Maple sugaring started with Indigenous American groups long before Europeans arrived in the US. Here in New York state, some indigenous communities have been regaining access to stolen ancestral lands and harvesting maple on those lands. I deeply appreciate Gabriel Pietrorazio’s article about this trend, and for his willingness to speak with me as I planned the Maple Adventure.

If you’re more of a podcast person, I think you’ll enjoy Sweet Talk (Apple, Spotify), the Cornell Maple program’s regular podcast. I especially enjoyed the episode in March 2022 about urban sugaring, and a series of episodes about Maple in sport science.

Preparing for winter bicycling

You will know your own local conditions better than anyone, but if you’re less used to riding in cold or icy conditions, here are a few helpful links:

I’m planning to wear lots of wool!

Fueling your ride with maple syrup

When I told a friend it could take me up to a half gallon of Maple syrup to ride from Ithaca to Lake Placid, she got a bit wide-eyed. To anyone who’s not an endurance athlete, this won’t be a surprise. At my pace, a 250-300 mile ride will easily involve 20-24 hours of elapsed ride time and use ten to twelve thousand calories. Much of this will need to come from carbohydrates at the pace I ride.

If you’re planning a longer ride, I expect you’ll know how to manage nutrition. But maple might be new to you. I have found Cody Beals’s guide to homebrew maple + maltodextrin energy drink to be very helpful. This recipe takes advantage of multiple pathways for carbohydrate absorption and includes electrolytes.

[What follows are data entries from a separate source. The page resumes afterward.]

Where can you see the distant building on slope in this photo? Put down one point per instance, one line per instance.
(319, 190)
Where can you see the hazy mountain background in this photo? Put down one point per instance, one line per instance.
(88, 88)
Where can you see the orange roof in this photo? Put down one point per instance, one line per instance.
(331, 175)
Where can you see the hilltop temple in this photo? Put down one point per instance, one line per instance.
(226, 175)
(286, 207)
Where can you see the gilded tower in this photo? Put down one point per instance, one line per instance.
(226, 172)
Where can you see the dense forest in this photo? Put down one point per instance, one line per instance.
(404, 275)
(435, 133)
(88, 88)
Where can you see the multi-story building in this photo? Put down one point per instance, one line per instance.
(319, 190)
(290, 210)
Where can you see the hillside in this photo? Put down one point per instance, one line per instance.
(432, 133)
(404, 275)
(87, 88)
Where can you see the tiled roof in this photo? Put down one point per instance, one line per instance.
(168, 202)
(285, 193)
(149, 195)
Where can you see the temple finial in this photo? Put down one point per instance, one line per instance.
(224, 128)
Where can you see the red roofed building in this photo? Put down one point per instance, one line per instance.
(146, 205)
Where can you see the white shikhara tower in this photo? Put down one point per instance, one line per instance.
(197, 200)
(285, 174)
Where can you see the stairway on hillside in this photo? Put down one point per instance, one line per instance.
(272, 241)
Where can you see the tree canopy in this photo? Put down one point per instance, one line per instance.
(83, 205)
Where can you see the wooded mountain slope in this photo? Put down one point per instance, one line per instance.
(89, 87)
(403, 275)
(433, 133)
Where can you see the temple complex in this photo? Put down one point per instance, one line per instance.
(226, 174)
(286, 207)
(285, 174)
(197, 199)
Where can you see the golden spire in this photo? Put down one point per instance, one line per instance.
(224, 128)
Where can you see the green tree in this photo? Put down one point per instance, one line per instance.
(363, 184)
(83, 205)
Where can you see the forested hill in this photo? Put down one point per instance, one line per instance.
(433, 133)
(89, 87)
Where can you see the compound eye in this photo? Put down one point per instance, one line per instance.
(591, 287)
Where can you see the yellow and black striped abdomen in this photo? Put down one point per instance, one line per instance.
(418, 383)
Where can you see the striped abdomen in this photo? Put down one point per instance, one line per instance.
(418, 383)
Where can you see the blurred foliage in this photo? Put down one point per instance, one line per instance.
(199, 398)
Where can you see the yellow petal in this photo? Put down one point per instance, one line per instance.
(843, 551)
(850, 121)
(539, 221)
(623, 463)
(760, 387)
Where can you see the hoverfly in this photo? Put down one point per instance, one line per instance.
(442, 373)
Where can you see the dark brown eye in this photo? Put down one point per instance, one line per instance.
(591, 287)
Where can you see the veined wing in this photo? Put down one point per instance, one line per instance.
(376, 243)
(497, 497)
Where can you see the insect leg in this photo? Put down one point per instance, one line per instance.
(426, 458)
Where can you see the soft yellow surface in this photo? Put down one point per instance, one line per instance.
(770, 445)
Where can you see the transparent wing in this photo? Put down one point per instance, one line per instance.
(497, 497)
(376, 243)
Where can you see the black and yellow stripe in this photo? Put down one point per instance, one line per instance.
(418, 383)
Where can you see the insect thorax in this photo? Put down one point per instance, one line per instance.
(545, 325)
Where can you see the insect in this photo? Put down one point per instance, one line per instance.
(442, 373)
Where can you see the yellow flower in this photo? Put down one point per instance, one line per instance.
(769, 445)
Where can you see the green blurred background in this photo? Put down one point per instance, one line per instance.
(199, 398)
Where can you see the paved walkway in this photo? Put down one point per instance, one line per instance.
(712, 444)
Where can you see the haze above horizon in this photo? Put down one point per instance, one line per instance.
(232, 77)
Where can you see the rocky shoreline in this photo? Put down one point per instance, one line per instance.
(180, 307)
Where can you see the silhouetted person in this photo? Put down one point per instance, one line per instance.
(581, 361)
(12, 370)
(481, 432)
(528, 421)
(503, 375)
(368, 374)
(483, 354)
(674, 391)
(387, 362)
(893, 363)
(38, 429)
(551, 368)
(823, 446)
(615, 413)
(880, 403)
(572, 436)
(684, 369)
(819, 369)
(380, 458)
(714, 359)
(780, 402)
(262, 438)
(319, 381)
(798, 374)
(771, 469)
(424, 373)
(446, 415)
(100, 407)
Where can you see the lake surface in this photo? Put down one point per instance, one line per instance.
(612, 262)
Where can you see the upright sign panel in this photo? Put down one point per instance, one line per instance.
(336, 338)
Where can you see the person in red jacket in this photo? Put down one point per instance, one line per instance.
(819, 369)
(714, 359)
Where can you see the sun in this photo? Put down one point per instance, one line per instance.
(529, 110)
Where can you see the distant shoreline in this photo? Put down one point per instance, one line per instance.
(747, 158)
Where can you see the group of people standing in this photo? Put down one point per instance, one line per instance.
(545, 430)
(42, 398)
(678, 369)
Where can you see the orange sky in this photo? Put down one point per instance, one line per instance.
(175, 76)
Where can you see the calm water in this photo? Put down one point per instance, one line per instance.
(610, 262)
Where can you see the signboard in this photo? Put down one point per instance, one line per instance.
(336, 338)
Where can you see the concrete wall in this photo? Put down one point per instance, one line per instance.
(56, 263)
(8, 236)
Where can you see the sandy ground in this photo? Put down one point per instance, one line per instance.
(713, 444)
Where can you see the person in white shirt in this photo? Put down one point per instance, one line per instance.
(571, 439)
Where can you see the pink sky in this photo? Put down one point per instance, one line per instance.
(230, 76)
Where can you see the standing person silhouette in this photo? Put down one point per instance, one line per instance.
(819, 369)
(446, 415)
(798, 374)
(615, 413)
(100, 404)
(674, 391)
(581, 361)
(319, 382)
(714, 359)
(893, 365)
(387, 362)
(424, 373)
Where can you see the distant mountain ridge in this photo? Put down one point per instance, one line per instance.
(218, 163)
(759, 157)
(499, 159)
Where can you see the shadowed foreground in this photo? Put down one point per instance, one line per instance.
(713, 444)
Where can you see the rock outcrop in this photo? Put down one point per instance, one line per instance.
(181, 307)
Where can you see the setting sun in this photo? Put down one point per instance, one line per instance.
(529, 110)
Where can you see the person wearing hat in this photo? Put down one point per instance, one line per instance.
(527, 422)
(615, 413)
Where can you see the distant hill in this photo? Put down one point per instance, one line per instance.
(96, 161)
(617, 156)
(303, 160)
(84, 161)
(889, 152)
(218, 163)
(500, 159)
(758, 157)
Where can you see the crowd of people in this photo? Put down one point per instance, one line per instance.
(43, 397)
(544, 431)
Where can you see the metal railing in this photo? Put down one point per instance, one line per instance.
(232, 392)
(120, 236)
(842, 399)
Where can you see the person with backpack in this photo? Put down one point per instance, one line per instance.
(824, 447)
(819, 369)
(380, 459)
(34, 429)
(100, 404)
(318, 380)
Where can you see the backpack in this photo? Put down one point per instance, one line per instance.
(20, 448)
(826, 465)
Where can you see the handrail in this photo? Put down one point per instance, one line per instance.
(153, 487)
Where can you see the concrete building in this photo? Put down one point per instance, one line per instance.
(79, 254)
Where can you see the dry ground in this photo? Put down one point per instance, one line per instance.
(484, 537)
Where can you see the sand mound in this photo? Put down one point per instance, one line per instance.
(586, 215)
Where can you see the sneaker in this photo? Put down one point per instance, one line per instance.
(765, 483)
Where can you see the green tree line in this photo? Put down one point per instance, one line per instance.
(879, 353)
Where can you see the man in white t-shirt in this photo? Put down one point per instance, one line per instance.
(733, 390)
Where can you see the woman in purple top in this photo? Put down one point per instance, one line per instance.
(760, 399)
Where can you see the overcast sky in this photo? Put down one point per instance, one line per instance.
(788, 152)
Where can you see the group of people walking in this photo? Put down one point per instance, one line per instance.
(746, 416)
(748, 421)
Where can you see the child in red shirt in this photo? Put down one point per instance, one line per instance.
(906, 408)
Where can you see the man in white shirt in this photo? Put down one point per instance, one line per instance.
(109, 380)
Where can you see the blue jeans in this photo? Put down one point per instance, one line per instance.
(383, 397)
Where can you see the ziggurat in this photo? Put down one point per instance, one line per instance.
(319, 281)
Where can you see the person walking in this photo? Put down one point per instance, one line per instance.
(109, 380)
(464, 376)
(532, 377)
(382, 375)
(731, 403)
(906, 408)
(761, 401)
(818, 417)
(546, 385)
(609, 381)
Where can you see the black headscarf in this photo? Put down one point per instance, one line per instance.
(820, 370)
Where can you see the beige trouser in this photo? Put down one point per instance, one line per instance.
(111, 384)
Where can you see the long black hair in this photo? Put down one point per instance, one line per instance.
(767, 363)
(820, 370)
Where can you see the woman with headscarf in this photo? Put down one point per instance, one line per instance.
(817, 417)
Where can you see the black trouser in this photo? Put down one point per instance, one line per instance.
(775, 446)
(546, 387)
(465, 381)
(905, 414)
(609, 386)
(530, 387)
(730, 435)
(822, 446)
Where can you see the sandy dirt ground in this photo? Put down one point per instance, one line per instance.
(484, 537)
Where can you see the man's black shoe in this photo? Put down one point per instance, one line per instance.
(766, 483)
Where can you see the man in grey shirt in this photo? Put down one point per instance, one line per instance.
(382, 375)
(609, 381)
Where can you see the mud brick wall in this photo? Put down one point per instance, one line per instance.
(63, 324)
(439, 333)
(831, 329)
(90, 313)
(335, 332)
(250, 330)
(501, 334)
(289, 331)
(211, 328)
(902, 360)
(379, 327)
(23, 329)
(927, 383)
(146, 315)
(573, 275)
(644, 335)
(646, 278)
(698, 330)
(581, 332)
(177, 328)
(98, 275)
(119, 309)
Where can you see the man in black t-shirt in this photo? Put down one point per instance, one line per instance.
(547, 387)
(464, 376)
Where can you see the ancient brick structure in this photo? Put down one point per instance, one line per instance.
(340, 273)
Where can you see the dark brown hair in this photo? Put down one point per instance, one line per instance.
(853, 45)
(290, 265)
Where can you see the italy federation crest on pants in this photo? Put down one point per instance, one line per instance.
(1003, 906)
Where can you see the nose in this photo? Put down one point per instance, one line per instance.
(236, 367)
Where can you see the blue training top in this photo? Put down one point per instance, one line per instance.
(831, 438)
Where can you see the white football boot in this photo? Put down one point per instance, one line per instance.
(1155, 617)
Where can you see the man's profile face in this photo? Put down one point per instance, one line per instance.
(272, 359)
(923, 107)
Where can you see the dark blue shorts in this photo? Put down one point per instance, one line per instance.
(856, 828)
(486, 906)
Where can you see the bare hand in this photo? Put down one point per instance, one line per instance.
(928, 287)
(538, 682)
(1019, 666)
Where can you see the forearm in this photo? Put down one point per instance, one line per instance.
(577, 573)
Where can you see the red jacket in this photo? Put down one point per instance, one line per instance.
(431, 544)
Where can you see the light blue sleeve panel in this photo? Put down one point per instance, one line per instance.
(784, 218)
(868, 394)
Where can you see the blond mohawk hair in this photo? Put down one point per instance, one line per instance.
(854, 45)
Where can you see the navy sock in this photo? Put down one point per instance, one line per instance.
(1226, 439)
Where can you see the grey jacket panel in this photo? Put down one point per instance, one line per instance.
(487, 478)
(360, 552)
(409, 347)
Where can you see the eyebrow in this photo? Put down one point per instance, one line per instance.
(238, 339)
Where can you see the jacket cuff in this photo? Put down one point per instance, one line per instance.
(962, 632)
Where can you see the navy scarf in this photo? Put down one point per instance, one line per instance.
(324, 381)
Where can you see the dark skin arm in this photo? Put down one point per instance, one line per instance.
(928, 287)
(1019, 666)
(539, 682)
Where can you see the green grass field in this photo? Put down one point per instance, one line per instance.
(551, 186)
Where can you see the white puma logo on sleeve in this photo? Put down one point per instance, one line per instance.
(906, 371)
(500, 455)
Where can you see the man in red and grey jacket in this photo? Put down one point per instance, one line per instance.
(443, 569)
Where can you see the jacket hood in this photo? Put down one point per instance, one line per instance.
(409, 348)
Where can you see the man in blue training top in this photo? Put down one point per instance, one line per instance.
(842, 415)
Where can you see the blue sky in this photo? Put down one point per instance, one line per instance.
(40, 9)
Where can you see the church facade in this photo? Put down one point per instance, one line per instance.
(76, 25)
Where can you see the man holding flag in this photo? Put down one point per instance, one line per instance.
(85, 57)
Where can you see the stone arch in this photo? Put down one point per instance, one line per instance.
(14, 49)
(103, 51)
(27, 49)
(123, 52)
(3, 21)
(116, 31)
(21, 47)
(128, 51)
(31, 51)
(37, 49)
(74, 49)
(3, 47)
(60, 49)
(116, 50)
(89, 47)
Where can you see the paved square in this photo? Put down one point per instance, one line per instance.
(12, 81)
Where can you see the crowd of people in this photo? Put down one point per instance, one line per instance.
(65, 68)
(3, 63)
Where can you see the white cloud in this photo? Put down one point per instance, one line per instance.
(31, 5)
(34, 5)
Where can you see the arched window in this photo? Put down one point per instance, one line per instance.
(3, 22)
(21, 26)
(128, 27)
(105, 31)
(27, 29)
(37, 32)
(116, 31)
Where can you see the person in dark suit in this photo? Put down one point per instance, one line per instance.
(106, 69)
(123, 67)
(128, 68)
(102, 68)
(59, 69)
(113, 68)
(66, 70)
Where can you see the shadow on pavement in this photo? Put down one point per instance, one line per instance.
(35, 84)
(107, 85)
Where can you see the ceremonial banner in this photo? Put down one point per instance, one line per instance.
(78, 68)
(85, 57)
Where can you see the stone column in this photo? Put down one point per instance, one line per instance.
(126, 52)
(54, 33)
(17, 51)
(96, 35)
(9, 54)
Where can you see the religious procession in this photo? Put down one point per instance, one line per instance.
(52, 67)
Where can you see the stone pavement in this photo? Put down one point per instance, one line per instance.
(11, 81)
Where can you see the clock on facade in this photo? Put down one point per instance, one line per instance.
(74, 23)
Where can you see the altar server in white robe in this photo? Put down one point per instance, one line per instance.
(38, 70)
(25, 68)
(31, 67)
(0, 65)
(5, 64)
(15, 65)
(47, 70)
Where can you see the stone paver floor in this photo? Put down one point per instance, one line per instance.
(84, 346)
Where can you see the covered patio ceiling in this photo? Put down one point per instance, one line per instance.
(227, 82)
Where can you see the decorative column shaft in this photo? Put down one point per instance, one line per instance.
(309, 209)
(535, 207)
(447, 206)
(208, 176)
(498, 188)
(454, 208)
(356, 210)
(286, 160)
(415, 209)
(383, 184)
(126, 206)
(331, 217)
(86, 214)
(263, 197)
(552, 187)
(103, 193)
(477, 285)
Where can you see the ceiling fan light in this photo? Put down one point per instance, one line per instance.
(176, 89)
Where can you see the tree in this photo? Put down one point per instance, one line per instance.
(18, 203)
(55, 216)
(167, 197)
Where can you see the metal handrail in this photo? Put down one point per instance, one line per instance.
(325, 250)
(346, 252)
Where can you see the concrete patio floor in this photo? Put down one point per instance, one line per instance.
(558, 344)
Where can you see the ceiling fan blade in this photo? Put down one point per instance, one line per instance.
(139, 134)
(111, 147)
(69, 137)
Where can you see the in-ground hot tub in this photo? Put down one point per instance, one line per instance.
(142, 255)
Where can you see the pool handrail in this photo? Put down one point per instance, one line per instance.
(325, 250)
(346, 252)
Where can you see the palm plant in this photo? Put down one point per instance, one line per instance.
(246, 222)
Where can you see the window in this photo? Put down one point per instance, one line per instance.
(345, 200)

I also encourage you to train your gut to digest whatever you make — I’m planning to do several extended rides to see how long I can sustain a strong pace. With Maple’s lower glycemic index, I’ll admit to being a bit unsure I will be able to sustain a consistently-strong effort over 12 hours or more. Unfortunately the only randomized trials for maple energy drinks are based on hour-long time trials rather than ultra-endurants events.

If you’re planning a shorter ride or e-bike adventure, I suggest tasting a tablespoon or so of maple sugar at each place you visit— that’s roughly 50-55 calories. Though there’s no reason not to indulge!

Acknowledgments

I’m grateful to the many scholars, journalists, and maple producers who have advised and shaped this ride, including Dr. H., Ivan Sigal, Adam Wild at the Cornell Maple Program, Gabriel Pietrorazio, and Helen Thomas at NYS Maple Producers Association. I’m also grateful to the maple producers whose syrup I purchased to fuel my training and preparation. These include the Cornell Arnot Research Forest, Schoolyard Sugarbush, Spncer’s Sugar Shack, Steinhaus Farm (Mecklenburg), Steinhaus Farm, Old Man Janus (a very boutique batch made by my nephew), Twin Maples Farm, and Olli Road Sugarbush.